Statement of Purpose Dos and Don’ts
The statement of purpose is an important opportunity for applicants to introduce themselves in a professional and engaging way. Many prospective students, however, produce a forgettable essay, or worse, hurt their chances by committing some common errors. Some of these mistakes are obvious, while others may seem a bit counterintuitive. Read on for five things you should and should not do when writing a statement of purpose.
Follow the Directions
Most schools request a similar statement of purpose essay, but pay close attention to any distinctions. Do they phrase it as a “personal statement?” If so, they may be looking for something geared more towards your background and motivations, i.e., something more personal. Be precise and answer exactly what they are asking.
Respect the Word Count Range
You’re likely not going to be disqualified for going a few words over or under, but the fact that you are not within the recommended limits is a red flag. Too many words likely indicates overly complicated sentences or something in your writing that needs to be tightened up. If you have gone through multiple edits and still can’t figure out a way to lower the word count, try a free writing app that streamlines your writing.
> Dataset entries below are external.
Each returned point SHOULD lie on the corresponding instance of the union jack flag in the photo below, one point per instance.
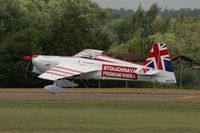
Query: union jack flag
(159, 58)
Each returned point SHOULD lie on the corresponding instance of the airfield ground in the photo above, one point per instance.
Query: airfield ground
(100, 111)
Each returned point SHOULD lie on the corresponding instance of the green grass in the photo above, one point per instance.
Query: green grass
(105, 90)
(99, 117)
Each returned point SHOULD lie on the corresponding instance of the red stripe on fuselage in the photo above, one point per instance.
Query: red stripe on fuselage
(56, 74)
(69, 69)
(62, 71)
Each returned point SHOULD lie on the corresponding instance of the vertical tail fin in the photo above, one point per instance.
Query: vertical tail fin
(159, 58)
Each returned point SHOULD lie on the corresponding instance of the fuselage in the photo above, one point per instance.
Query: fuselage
(110, 68)
(106, 68)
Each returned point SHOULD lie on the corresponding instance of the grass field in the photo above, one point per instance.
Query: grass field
(106, 90)
(99, 117)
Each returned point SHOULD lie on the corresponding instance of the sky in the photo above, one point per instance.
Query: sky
(133, 4)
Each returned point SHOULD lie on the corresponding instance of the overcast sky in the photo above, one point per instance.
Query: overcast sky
(133, 4)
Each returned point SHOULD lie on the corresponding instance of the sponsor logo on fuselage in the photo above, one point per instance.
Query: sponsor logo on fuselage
(119, 72)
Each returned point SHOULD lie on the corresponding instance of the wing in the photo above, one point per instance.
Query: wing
(65, 70)
(89, 53)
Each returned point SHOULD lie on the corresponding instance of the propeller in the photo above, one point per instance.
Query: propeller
(29, 60)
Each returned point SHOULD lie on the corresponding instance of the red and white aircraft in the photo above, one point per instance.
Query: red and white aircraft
(92, 64)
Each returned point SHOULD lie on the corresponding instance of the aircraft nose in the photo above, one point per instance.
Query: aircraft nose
(29, 58)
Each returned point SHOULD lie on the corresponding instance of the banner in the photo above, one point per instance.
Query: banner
(119, 72)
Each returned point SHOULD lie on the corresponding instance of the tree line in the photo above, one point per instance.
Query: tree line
(65, 27)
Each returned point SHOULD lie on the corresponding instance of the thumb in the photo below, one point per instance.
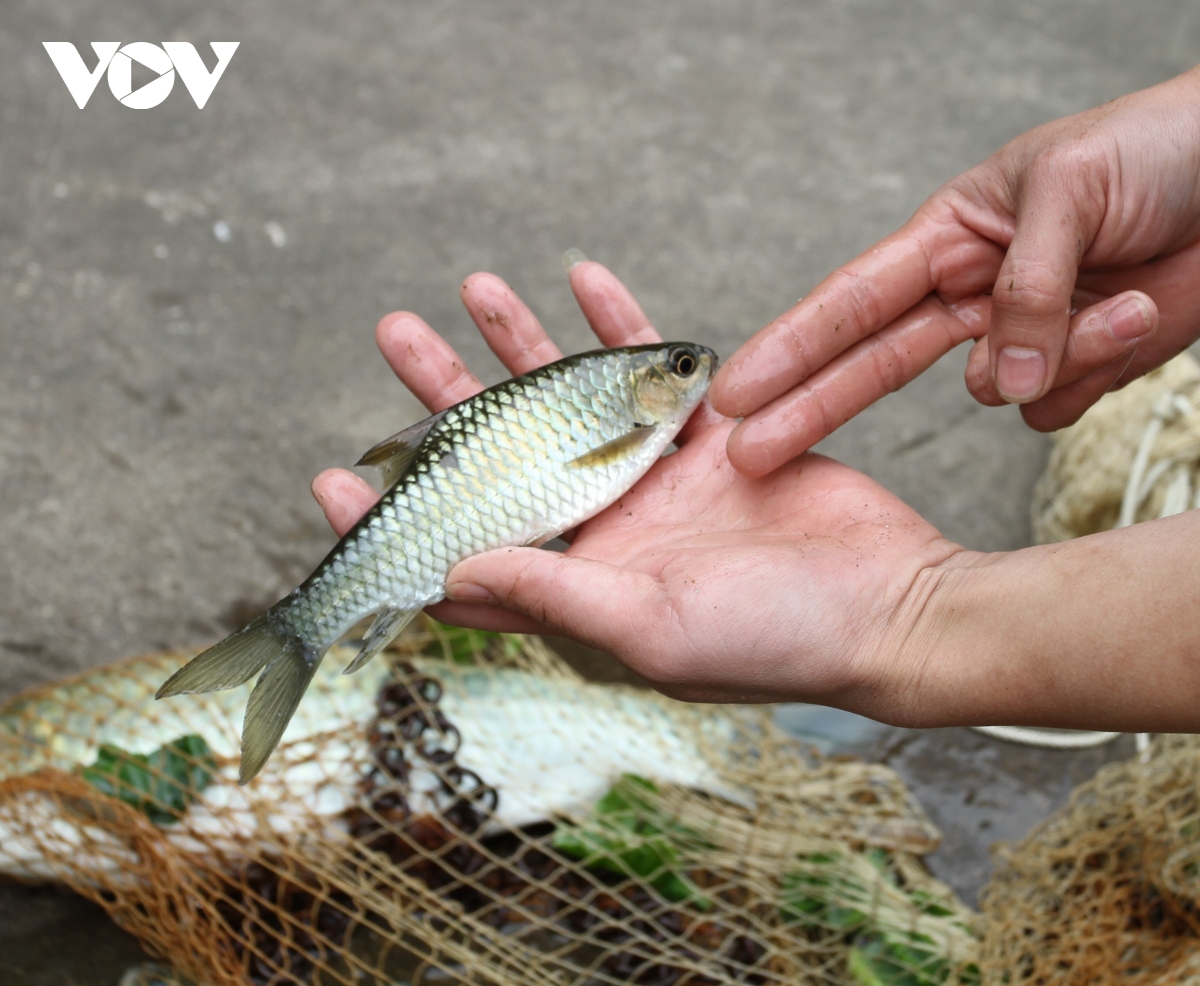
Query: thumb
(1031, 299)
(591, 601)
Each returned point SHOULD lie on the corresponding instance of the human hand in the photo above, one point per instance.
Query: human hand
(711, 584)
(1097, 212)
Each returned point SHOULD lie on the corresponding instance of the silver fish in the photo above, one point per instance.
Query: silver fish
(515, 464)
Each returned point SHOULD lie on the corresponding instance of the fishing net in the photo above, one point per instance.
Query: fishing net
(471, 811)
(1108, 889)
(1133, 456)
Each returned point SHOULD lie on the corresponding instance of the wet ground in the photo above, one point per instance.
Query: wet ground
(187, 296)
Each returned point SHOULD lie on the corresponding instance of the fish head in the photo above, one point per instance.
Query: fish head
(671, 379)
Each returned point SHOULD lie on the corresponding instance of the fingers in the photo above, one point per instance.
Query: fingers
(610, 308)
(850, 305)
(511, 331)
(343, 497)
(424, 361)
(1066, 404)
(1099, 336)
(1031, 299)
(576, 597)
(875, 367)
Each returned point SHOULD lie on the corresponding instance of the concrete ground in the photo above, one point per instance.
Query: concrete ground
(187, 296)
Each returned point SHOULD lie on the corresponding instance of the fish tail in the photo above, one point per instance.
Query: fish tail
(287, 661)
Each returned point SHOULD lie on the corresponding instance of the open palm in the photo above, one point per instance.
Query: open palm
(712, 584)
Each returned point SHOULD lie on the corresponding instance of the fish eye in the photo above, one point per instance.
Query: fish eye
(682, 361)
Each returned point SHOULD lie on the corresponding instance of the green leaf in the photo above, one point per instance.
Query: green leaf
(161, 785)
(630, 835)
(463, 645)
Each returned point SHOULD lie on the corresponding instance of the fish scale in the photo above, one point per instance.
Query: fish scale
(515, 464)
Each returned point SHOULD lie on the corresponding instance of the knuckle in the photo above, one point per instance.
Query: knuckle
(861, 299)
(891, 366)
(1031, 287)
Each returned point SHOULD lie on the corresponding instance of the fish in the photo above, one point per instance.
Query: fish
(516, 464)
(550, 745)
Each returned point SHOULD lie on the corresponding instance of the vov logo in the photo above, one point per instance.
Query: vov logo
(117, 60)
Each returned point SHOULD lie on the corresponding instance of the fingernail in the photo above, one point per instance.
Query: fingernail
(468, 591)
(1128, 320)
(1020, 373)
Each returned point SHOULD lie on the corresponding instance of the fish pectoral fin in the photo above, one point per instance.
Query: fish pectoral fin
(383, 631)
(613, 451)
(395, 455)
(271, 705)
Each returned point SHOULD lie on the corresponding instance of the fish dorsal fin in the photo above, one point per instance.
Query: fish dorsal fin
(613, 451)
(395, 455)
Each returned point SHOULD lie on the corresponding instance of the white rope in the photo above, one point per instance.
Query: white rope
(1177, 498)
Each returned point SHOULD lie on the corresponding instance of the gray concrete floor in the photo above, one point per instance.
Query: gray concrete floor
(166, 396)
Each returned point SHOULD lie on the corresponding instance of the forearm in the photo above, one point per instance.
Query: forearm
(1102, 632)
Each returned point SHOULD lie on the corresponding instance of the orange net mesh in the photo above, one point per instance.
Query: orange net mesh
(1108, 889)
(472, 812)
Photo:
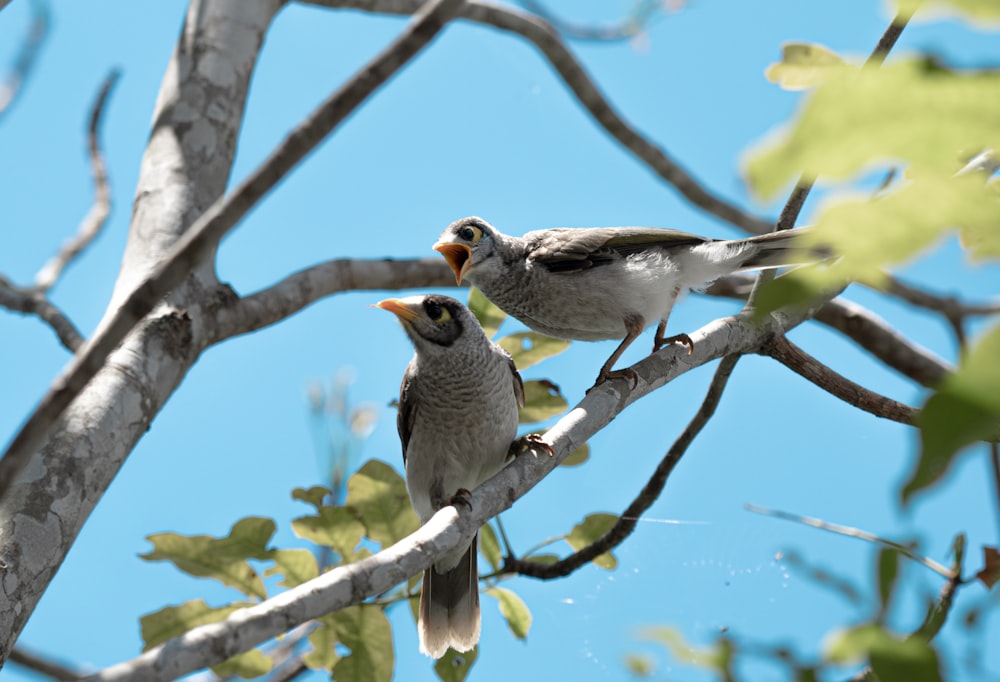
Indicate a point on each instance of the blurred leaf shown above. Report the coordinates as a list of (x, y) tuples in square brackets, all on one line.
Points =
[(248, 665), (530, 348), (365, 630), (313, 495), (223, 559), (804, 65), (514, 610), (888, 576), (882, 116), (324, 654), (378, 494), (335, 527), (489, 316), (577, 457), (455, 666), (966, 408), (542, 400), (490, 547), (174, 621), (297, 565), (990, 575), (588, 531)]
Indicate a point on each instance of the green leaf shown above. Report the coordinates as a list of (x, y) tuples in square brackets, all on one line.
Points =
[(489, 546), (335, 527), (588, 531), (174, 621), (530, 348), (489, 316), (365, 630), (455, 666), (313, 495), (378, 495), (804, 65), (248, 665), (323, 655), (223, 559), (297, 565), (965, 409), (542, 400), (514, 610), (577, 457), (882, 116)]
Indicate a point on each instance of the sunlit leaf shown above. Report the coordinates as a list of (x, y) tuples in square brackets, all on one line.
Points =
[(542, 400), (514, 611), (297, 565), (378, 495), (888, 115), (365, 630), (174, 621), (248, 665), (223, 559), (335, 527), (313, 495), (530, 348), (489, 316), (804, 65), (489, 546), (588, 531), (966, 408), (455, 666)]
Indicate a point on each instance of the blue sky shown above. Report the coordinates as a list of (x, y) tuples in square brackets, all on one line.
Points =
[(479, 124)]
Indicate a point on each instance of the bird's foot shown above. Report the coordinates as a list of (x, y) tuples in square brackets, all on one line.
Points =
[(462, 497), (683, 339), (527, 443)]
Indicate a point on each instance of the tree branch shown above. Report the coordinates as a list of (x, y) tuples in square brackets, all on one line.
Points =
[(96, 218), (627, 522), (548, 42), (208, 229), (805, 365)]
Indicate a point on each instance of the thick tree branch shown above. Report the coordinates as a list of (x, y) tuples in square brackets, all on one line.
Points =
[(548, 42), (803, 364), (206, 232), (627, 522), (95, 219)]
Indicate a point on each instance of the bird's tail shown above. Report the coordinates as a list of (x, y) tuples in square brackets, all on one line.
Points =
[(449, 607), (775, 250)]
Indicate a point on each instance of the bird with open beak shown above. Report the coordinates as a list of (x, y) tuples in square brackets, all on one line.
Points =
[(592, 284), (458, 415)]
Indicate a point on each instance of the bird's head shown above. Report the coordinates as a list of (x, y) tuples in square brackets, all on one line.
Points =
[(467, 244), (430, 320)]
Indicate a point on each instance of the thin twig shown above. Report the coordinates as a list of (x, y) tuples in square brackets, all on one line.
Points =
[(853, 533), (627, 522), (210, 227), (26, 58), (548, 42), (803, 364), (96, 218)]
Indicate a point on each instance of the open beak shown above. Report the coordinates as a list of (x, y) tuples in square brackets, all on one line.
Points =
[(459, 257), (399, 308)]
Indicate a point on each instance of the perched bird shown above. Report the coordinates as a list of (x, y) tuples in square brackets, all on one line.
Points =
[(457, 420), (592, 284)]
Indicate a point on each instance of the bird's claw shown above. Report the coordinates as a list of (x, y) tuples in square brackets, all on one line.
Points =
[(683, 339)]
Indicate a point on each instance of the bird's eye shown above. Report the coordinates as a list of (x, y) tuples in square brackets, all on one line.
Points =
[(436, 312), (470, 233)]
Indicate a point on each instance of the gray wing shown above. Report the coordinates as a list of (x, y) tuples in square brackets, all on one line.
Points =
[(407, 413), (566, 249)]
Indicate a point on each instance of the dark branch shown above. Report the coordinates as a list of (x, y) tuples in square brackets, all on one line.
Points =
[(803, 364), (210, 227), (626, 523), (96, 218)]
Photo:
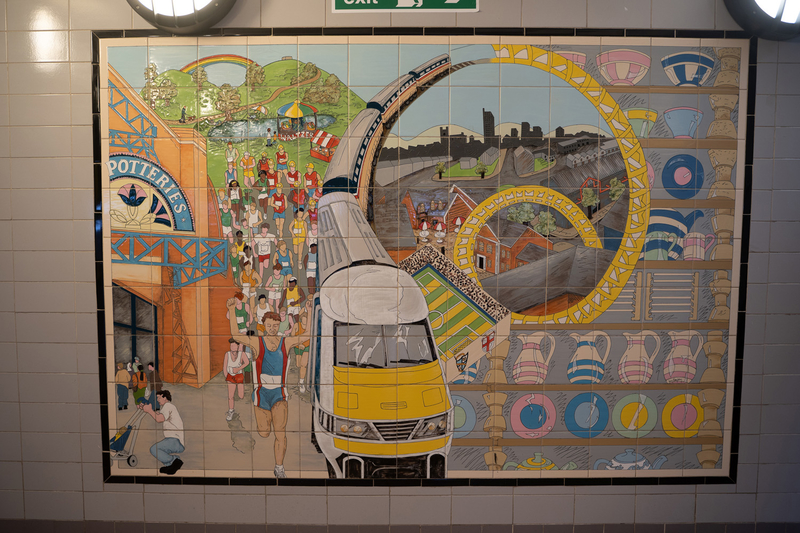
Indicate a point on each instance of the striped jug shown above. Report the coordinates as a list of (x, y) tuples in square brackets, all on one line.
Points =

If you’re coming in under the expected word count, you are likely undervaluing or missing critical content.
Research Each School
Know the specifics of the program and school, and then write about how your particular attributes complement the program. Read about the school’s values, watch videos about a day in the life of students there, and learn as much about the individual program as you can. Don’t include unnecessary details, but explaining why a particular part of the program appeals to you shows genuine interest and indicates that you would be a good fit at the school.
Have Someone Else Read It
This can be difficult for people who are self-conscious about their writing, but it is an essential step. Try to find an impartial friend or colleague to give you an honest assessment of the essay. Ideally, don’t ask your mom, best friend, or someone who may sugarcoat their opinion of it. If possible, turn to a trusted professor or consult an editing service.
Admissions boards read many, many essays, a lot of which do little to impress. It is not the writers themselves who are unimpressive, but rather the fact that cookie-cutter essays make no impression at all. If your background is not particularly remarkable, then discuss how your interests are. The school wants to know what makes you different and how you can contribute. Be brave.
Don’t Use the Same Essay for Different Schools
You can and should use similar information, but it is surprisingly common for students to wrap up a beautiful essay to Princeton with a sentence talking about how much they admire the Yale program. Some students try to sidestep this potential error by sending out a boilerplate essay to multiple schools. These usually come across as insincere and impersonal.
Don’t Plagiarize or Use AI to Write your Essay
Universities may run your essay through a plagiarism checker and potentially an AI checker. Use all the resources you need, but make absolutely sure that your words go down on the paper. This is an essay about you. Copying someone else’s ideas and thoughts is going to hurt, not help.
Don’t Waste Words Praising the University
Be respectful, but don’t come off as fawning. The school admissions board and faculty may appreciate a compliment, but praise the program once and then tell them how you can contribute. The school doesn’t need to hear about how it has an amazing program with first-class professors. The school knows itself. It doesn’t know you. Introduce yourself.
Don’t Use Cliches
“Ever since I was a young girl, I dreamed of attending the Western Carolina Institute of Industrial Manufacturing.” Statements about childhood dreams and destiny are intended to show purpose and drive, but they usually ring false. Unless you are planning to become a third-generation alumnus somewhere, the idea that attending this program is your destiny is neither credible nor necessary.
Don’t Send an Essay that has not been Expertly Translated and Proofread
The admissions committee is likely not judging you strictly on your English and writing, but it absolutely will judge you for sloppy grammar and spelling. Although it may feel like you are giving your entire life story, the schools are still relying on the impression you give them, and coming across as a lazy or careless writer is not how you want to portray yourself. Show them that you are a professional individual worthy of their consideration.